UltraRAE 3000 Gebruikershandleiding
25.4 De diagnostische modus
BELANGRIJK! De diagnostische modus is hoofdzakelijk ontworpen
voor service en fabricage en is daarom niet bedoeld voor dagelijks
gebruik, zelfs niet voor geavanceerde gebruikers. In de diagnostische
modus worden de ruwe gegevens van sensoren en instellingen
weergegeven, maar het enige dat u kunt wijzigen in deze modus zijn de
parameters voor pompblokkering. Deze parameters mogen eigenlijk
alleen worden gewijzigd door gekwalificeerd personeel.
Opmerking: als de diagnostische modus is geopend en u naar
Gebruikersmodus schakelt, worden de datalog-gegevens nog steeds
weergegeven in ruwe telling. Als u de standaard metingen wilt
weergeven, moet u het instrument opnieuw opstarten.
25.4.1 Diagnostische modus openen
Opmerking: als u de diagnostische modus wilt openen, moet
u beginnen met het instrument uitgeschakeld.

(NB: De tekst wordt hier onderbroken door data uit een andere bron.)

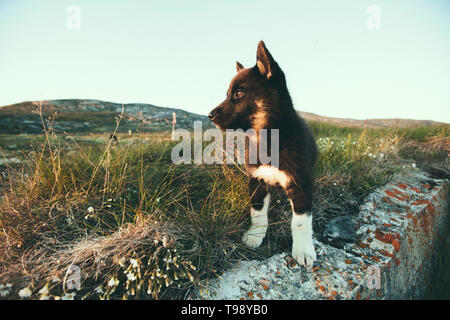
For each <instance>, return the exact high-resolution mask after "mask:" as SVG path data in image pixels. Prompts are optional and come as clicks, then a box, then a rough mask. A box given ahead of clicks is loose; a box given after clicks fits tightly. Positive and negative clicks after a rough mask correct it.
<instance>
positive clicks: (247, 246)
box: [242, 228, 264, 249]
mask: <svg viewBox="0 0 450 320" xmlns="http://www.w3.org/2000/svg"><path fill="white" fill-rule="evenodd" d="M263 239H264V235H263V234H261V232H258V231H257V230H252V228H250V229H249V230H248V231H247V232H245V233H244V235H243V236H242V242H243V243H244V244H245V245H246V246H247V247H249V248H252V249H255V248H258V247H259V246H260V245H261V243H262V241H263Z"/></svg>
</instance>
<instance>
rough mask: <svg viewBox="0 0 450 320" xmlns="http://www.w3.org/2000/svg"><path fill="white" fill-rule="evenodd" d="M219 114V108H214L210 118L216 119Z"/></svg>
mask: <svg viewBox="0 0 450 320" xmlns="http://www.w3.org/2000/svg"><path fill="white" fill-rule="evenodd" d="M218 114H219V112H218V110H216V109H214V110H213V111H211V112H210V113H209V114H208V118H209V120H211V121H214V119H215V118H216V117H217V115H218Z"/></svg>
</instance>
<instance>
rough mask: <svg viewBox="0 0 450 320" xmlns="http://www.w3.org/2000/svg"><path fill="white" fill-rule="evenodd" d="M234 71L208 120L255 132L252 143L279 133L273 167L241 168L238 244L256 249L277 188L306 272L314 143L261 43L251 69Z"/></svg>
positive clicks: (311, 261)
mask: <svg viewBox="0 0 450 320" xmlns="http://www.w3.org/2000/svg"><path fill="white" fill-rule="evenodd" d="M236 65H237V75H236V76H235V77H234V78H233V80H232V81H231V83H230V86H229V88H228V91H227V97H226V99H225V101H223V102H222V103H221V104H220V105H219V106H218V107H216V108H215V109H214V110H212V111H211V112H210V114H209V115H208V116H209V118H210V119H211V121H212V122H213V123H214V124H215V125H216V126H218V127H219V128H221V129H222V130H225V129H242V130H248V129H254V130H255V132H256V136H257V137H259V135H258V132H259V130H261V129H278V130H279V150H278V152H279V153H278V154H279V165H278V167H276V166H271V165H267V164H262V163H260V162H257V163H256V164H249V163H246V164H245V166H246V169H247V172H248V175H249V177H250V178H249V192H250V196H251V210H250V213H251V227H250V229H249V230H248V231H247V232H245V233H244V235H243V237H242V241H243V242H244V243H245V244H246V245H247V246H248V247H251V248H256V247H258V246H260V245H261V243H262V241H263V239H264V237H265V235H266V231H267V221H268V220H267V211H268V208H269V202H270V193H269V188H268V186H270V185H279V186H281V187H282V188H283V189H284V190H285V192H286V194H287V196H288V198H289V200H290V203H291V207H292V211H293V215H292V222H291V229H292V256H293V258H294V259H295V260H296V261H297V262H298V263H299V264H301V265H306V266H311V265H312V264H313V262H314V261H315V260H316V253H315V251H314V245H313V241H312V233H313V231H312V215H311V204H312V190H313V169H314V163H315V161H316V158H317V147H316V143H315V140H314V137H313V135H312V134H311V132H310V130H309V128H308V126H307V125H306V123H305V122H304V120H303V119H302V118H300V117H299V115H298V114H297V112H296V111H295V110H294V107H293V104H292V100H291V97H290V95H289V92H288V89H287V86H286V78H285V76H284V73H283V71H282V70H281V69H280V67H279V66H278V64H277V62H275V60H274V59H273V57H272V55H271V54H270V52H269V51H268V50H267V48H266V46H265V45H264V42H262V41H261V42H260V43H259V44H258V49H257V61H256V65H255V66H254V67H253V68H248V69H246V68H244V67H243V66H242V65H241V64H240V63H239V62H237V63H236ZM268 145H270V144H268ZM273 151H274V150H272V152H273ZM246 152H248V150H246ZM246 159H248V154H246Z"/></svg>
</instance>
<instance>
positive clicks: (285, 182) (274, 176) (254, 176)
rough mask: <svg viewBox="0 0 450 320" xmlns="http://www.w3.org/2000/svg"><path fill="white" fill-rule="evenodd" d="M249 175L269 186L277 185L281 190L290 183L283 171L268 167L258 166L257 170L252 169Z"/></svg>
mask: <svg viewBox="0 0 450 320" xmlns="http://www.w3.org/2000/svg"><path fill="white" fill-rule="evenodd" d="M250 175H251V176H252V177H253V178H256V179H261V180H263V181H264V182H265V183H267V184H269V185H275V184H277V183H278V184H280V185H281V186H282V187H283V188H286V186H287V185H288V184H289V182H290V181H291V178H290V177H289V176H288V175H287V174H286V173H285V172H284V171H282V170H280V169H278V168H276V167H272V166H268V165H262V166H259V167H258V168H256V169H254V170H253V171H252V172H251V173H250Z"/></svg>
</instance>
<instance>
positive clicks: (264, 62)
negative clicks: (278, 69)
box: [256, 41, 277, 79]
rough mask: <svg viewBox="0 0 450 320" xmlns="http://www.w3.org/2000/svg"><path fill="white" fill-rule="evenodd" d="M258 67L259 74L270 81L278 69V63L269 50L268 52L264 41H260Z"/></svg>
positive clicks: (258, 44)
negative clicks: (277, 68)
mask: <svg viewBox="0 0 450 320" xmlns="http://www.w3.org/2000/svg"><path fill="white" fill-rule="evenodd" d="M256 65H257V67H258V70H259V73H261V75H262V76H263V77H266V78H267V79H270V78H271V77H272V76H273V75H274V72H275V70H276V68H277V63H276V62H275V60H273V58H272V55H271V54H270V52H269V50H267V48H266V45H265V44H264V42H263V41H260V42H259V44H258V50H257V51H256Z"/></svg>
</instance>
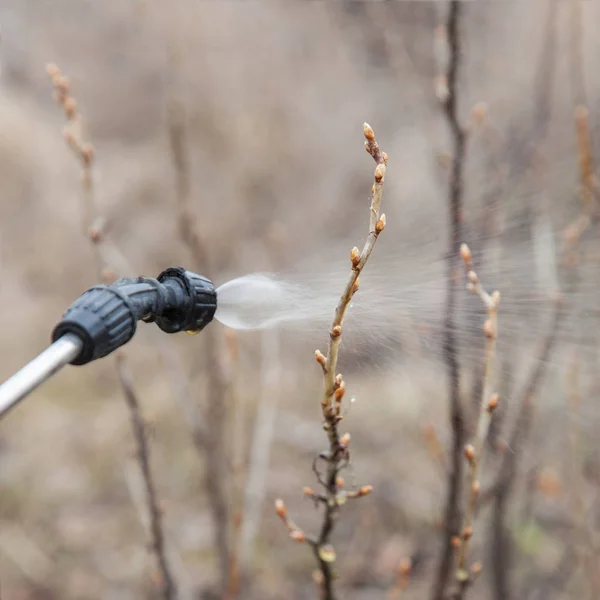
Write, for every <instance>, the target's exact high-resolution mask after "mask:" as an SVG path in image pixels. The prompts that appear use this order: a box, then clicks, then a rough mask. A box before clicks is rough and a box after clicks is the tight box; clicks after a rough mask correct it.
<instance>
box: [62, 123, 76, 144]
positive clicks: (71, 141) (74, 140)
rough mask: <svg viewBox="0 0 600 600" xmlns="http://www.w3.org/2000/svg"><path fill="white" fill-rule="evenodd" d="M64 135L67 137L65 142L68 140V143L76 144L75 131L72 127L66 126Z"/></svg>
mask: <svg viewBox="0 0 600 600" xmlns="http://www.w3.org/2000/svg"><path fill="white" fill-rule="evenodd" d="M63 137H64V138H65V142H67V144H69V146H74V145H75V135H74V134H73V132H72V131H71V129H70V128H69V127H65V129H64V131H63Z"/></svg>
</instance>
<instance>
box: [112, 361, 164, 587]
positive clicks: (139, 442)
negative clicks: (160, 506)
mask: <svg viewBox="0 0 600 600" xmlns="http://www.w3.org/2000/svg"><path fill="white" fill-rule="evenodd" d="M117 365H118V369H117V372H118V375H119V381H120V382H121V388H122V389H123V393H124V396H125V401H126V402H127V406H128V408H129V415H130V417H131V429H132V430H133V435H134V438H135V442H136V447H137V459H138V461H139V463H140V468H141V470H142V476H143V478H144V482H145V484H146V504H147V506H148V512H149V513H150V528H151V532H152V551H153V552H154V555H155V556H156V558H157V560H158V565H159V570H160V573H161V586H162V593H163V597H164V598H169V599H170V598H175V596H176V589H175V583H174V581H173V578H172V576H171V572H170V570H169V565H168V563H167V555H166V549H165V537H164V534H163V529H162V511H161V508H160V506H159V501H158V498H157V495H156V486H155V485H154V479H153V477H152V470H151V468H150V448H149V445H148V440H147V438H146V431H145V428H144V419H143V417H142V414H141V411H140V403H139V400H138V398H137V394H136V392H135V389H134V387H133V381H132V379H131V375H130V373H129V371H128V369H127V366H126V364H125V361H124V354H123V353H122V352H121V351H119V352H118V353H117Z"/></svg>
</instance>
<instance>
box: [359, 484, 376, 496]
mask: <svg viewBox="0 0 600 600" xmlns="http://www.w3.org/2000/svg"><path fill="white" fill-rule="evenodd" d="M372 491H373V486H372V485H363V486H362V487H361V488H360V489H359V490H358V496H359V497H361V496H368V495H369V494H370V493H371V492H372Z"/></svg>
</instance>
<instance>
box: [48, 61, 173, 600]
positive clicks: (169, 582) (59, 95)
mask: <svg viewBox="0 0 600 600" xmlns="http://www.w3.org/2000/svg"><path fill="white" fill-rule="evenodd" d="M47 72H48V75H49V76H50V77H51V79H52V83H53V86H54V92H55V97H56V100H57V102H58V103H59V105H60V106H61V107H62V108H63V110H64V112H65V116H66V118H67V126H66V128H65V131H64V137H65V141H66V142H67V143H68V145H69V147H70V148H71V150H72V151H73V153H74V155H75V157H76V158H77V159H78V160H79V162H80V164H81V167H82V175H81V177H82V188H83V200H84V209H85V212H84V231H85V233H86V235H87V237H88V239H89V240H90V242H91V244H92V248H93V250H94V256H95V259H96V264H97V268H98V271H99V274H100V276H101V277H102V279H103V280H104V281H106V282H107V283H108V282H111V281H113V280H114V279H116V273H115V272H114V270H113V269H112V268H111V267H110V266H109V261H108V260H107V254H108V253H107V252H106V249H105V247H104V245H103V241H104V225H105V221H104V219H102V218H99V217H98V214H97V207H96V204H95V196H94V180H93V173H92V166H93V162H94V156H95V153H94V148H93V146H92V145H91V144H90V143H89V142H86V141H84V132H83V120H82V118H81V114H80V113H79V111H78V109H77V101H76V100H75V98H74V97H73V96H72V95H71V91H70V85H69V81H68V79H67V78H66V77H65V76H64V75H63V74H62V72H61V71H60V69H59V68H58V67H57V66H56V65H54V64H52V65H48V67H47ZM115 366H116V371H117V375H118V377H119V382H120V383H121V387H122V389H123V392H124V395H125V399H126V401H127V406H128V408H129V411H130V416H131V423H132V429H133V434H134V438H135V441H136V447H137V457H138V461H139V463H140V468H141V471H142V475H143V479H144V485H145V487H146V498H147V503H148V512H149V516H150V534H151V537H152V549H153V553H154V556H155V558H156V562H157V565H158V568H159V572H160V581H161V588H162V597H163V598H164V599H165V600H173V599H174V598H176V596H177V589H176V586H175V583H174V579H173V576H172V574H171V571H170V568H169V564H168V561H167V557H166V550H165V541H164V534H163V530H162V516H161V511H160V509H159V507H158V501H157V498H156V489H155V485H154V481H153V478H152V471H151V469H150V448H149V445H148V442H147V439H146V434H145V428H144V422H143V418H142V416H141V413H140V408H139V403H138V400H137V395H136V393H135V390H134V387H133V383H132V380H131V376H130V375H129V373H128V372H127V369H126V366H125V357H124V354H123V353H122V352H120V353H119V354H118V355H117V358H116V361H115Z"/></svg>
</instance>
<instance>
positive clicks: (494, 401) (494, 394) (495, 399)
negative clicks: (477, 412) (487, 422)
mask: <svg viewBox="0 0 600 600" xmlns="http://www.w3.org/2000/svg"><path fill="white" fill-rule="evenodd" d="M498 398H499V397H498V394H492V397H491V398H490V401H489V402H488V408H487V411H488V412H489V413H492V412H494V411H495V410H496V408H497V406H498Z"/></svg>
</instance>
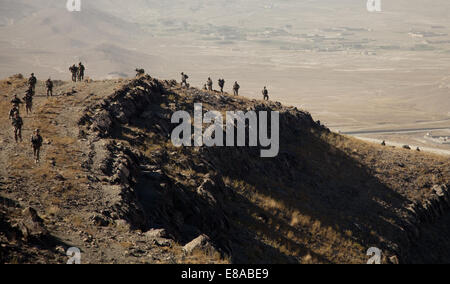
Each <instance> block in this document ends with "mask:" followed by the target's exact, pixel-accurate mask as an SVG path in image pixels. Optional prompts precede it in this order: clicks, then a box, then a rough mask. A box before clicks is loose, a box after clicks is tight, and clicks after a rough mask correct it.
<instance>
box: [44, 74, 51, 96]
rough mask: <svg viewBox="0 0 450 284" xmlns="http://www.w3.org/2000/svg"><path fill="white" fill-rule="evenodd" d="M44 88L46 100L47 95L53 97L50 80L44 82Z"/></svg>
mask: <svg viewBox="0 0 450 284" xmlns="http://www.w3.org/2000/svg"><path fill="white" fill-rule="evenodd" d="M45 86H46V87H47V98H48V96H49V95H50V96H52V97H53V82H52V79H51V78H48V80H47V82H45Z"/></svg>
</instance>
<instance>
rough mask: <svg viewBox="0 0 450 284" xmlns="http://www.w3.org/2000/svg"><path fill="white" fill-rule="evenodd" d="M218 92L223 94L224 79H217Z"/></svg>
mask: <svg viewBox="0 0 450 284" xmlns="http://www.w3.org/2000/svg"><path fill="white" fill-rule="evenodd" d="M219 87H220V92H221V93H222V94H223V87H225V79H219Z"/></svg>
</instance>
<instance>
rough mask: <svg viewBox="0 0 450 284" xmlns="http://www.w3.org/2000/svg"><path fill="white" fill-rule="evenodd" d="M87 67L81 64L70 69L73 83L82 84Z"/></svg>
mask: <svg viewBox="0 0 450 284" xmlns="http://www.w3.org/2000/svg"><path fill="white" fill-rule="evenodd" d="M85 70H86V67H84V65H83V64H82V63H81V62H80V63H78V66H77V65H76V64H74V65H72V66H70V67H69V71H70V73H72V81H73V82H77V81H78V82H82V81H83V80H84V71H85Z"/></svg>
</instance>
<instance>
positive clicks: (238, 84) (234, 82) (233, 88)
mask: <svg viewBox="0 0 450 284" xmlns="http://www.w3.org/2000/svg"><path fill="white" fill-rule="evenodd" d="M240 88H241V86H239V84H238V83H237V81H236V82H234V86H233V91H234V95H235V96H239V89H240Z"/></svg>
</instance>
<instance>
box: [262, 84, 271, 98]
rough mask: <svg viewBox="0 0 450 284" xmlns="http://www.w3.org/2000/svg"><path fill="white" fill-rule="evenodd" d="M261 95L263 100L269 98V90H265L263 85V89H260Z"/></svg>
mask: <svg viewBox="0 0 450 284" xmlns="http://www.w3.org/2000/svg"><path fill="white" fill-rule="evenodd" d="M262 94H263V97H264V100H265V101H268V100H269V91H267V88H266V87H264V90H263V91H262Z"/></svg>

Druk tegelijk op [Y/+] en op [MODE] en houd deze ingedrukt totdat
het instrument start.
Na een korte opstartperiode geeft het instrument vervolgens de ruwe
gegevens van de PID-sensor weer. Deze getallen zijn ruwe sensormetingen.
Er is niet gekalibreerd. De diagnostische modus is nu geopend.
Opmerking: als het instrument zich in de diagnostische modus
bevindt, zijn de pomp en de lamp gewoonlijk ingeschakeld.
Als u de programmeermodus wilt openen, drukt u tegelijkertijd op
[MODE] en [N/-] en houdt u beide knoppen 3 seconden ingedrukt.
Als u de meetmodus wilt openen, drukt u tegelijkertijd op [MODE]
en [Y/+] en houdt u beide knoppen 3 seconden ingedrukt.
Als het instrument in diagnostische modus is opgestart, kunt u
wisselen tussen de diagnostische en de apparaatmodus door [MODE]
en [Y/+] tegelijkertijd in te drukken en twee seconden ingedrukt te
houden.
In de diagnostische modus kunt u bladeren door de verschillende
parameterschermen door op [MODE] te drukken.